The second primary characteristic of electricity is current, usually abbreviated "I" ("C" is reserved for the principle of charge, the most fundamental building block of electricity.) Current is measured in amperes or amps, abbreviation "A". Current refers to how much electricity is flowing--how many electrons are moving through a circuit in a unit of time. If we think about our waterfall example, the current would represent how much water was going over the edge of the falls each second.

The third primary characteristic of electricity is resistance, normally abbreviated "R" and measured in ohms, abbreviated using the Greek letter omega (). Resistance refers to how much the material that is conducting electricity opposes the flow of electrons. The higher the resistance, the harder it is for the electrons to push through.

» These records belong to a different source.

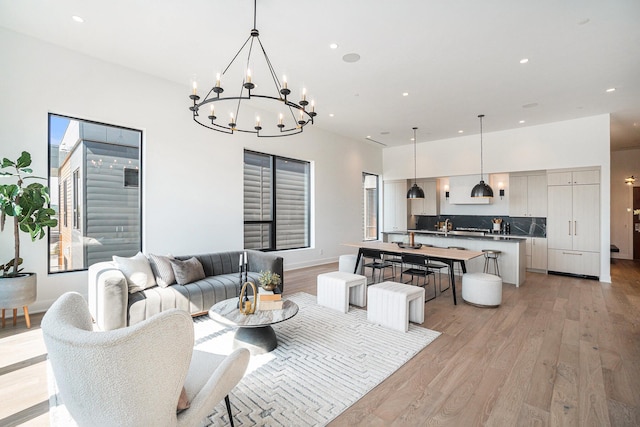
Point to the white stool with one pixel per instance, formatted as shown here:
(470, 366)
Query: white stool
(393, 305)
(347, 263)
(338, 288)
(482, 289)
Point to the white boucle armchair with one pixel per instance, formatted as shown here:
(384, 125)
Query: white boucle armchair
(133, 376)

In the waterfall analogy, resistance would refer to any obstacles that slowed down the flow of water over the edge of the falls. Perhaps there are many rocks in the river before the edge, to slow the water down. Or maybe a dam is being used to hold back most of the water and let only a small amount of it through.

These three characteristics are directly related through a mathematical principle known as Ohm's Law. Its usual formulation is:

V = I * R

meaning that the voltage of a circuit is equal to the current through the circuit times its resistance. Another way of stating Ohm's Law, that is often easier to understand, is:

I = V / R

which means that the current through a circuit is equal to the voltage divided by the resistance. This makes sense, if you think about our waterfall example: the higher the waterfall, the more water will want to rush through, but it can only do so to the extent that it is able to as a result of any opposing forces. If you tried to fit Niagara Falls through a garden hose, you'd only get so much water every second, no matter how high the falls, and no matter how much water was waiting to get through! And if you replace that hose with one that is of a larger diameter, you will get more water in the same amount of time.

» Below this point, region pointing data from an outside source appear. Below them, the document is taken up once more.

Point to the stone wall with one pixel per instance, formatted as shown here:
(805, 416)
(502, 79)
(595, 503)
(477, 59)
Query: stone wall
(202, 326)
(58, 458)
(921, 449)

Getting back to electrical circuits, what does resistance mean in practical terms? First, conductors have relatively low resistance; that's what makes them conductive. Insulators have high resistance. Let's consider a D-cell battery. This is a device that chemically creates a charge differential; one end of the battery is positively charged, and the other is negatively charged, so it has a voltage (typically 1.5V for alkaline cells). What prevents the electrons from jumping straight to the positive charge and neutralizing the battery? It is the conductor that separates them: the air itself. Air is one of the best insulators around. Now if you attach a wire from one terminal to the other, you have replaced the high resistance of the air with the low resistance of the wire, and you will get a very high current as a result through the wire. How high? Well, directly short-circuiting a battery in this manner can cause burns!

How can electricity cause burns? Some of the electrical energy is converted to heat. How much heat is created depends on the current through the circuit, and the resistance of the conductor. In fact, this is all that an incandescent lightbulb is: a closed circuit is made to the bulb. Inside the bulb is a filament made of a special material with a fairly high resistance. When electricity flows through it, some of it is converted to heat, which causes the filament to glow and, combined with the gases in the bulb, produce light. When you turn off the switch, you open the circuit by replacing part of the wire in the circuit with air, and the electrical flow stops.

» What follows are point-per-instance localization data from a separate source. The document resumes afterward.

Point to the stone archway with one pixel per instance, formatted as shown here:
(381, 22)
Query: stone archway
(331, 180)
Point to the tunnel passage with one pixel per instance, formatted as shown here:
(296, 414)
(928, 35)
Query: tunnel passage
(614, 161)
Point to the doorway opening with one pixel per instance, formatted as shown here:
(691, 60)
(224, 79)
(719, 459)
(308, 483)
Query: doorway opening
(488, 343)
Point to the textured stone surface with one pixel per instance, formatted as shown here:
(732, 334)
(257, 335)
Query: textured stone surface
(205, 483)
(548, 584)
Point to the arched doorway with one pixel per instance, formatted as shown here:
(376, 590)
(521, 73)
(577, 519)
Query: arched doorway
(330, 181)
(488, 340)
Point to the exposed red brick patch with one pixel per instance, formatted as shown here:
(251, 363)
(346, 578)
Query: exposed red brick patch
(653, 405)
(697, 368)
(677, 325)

There's one final thing to note about current: even though it is comprised of negatively-charge particles (electrons) moving towards a positive charge, by convention current is considered to be the opposite: positive charges moving towards a negative charge. I believe that this is the case because in the early days of research into electricity, scientists believed the positive charges are what moved in the circuit, and not the negative ones. It doesn't really matter too much actually, except that you will normally see, for example, battery voltages referred to as positive and not negative. All voltages are measured in reference to a common zero point, normally called ground potential because it is usually connected to the ground of the earth, directly or indirectly.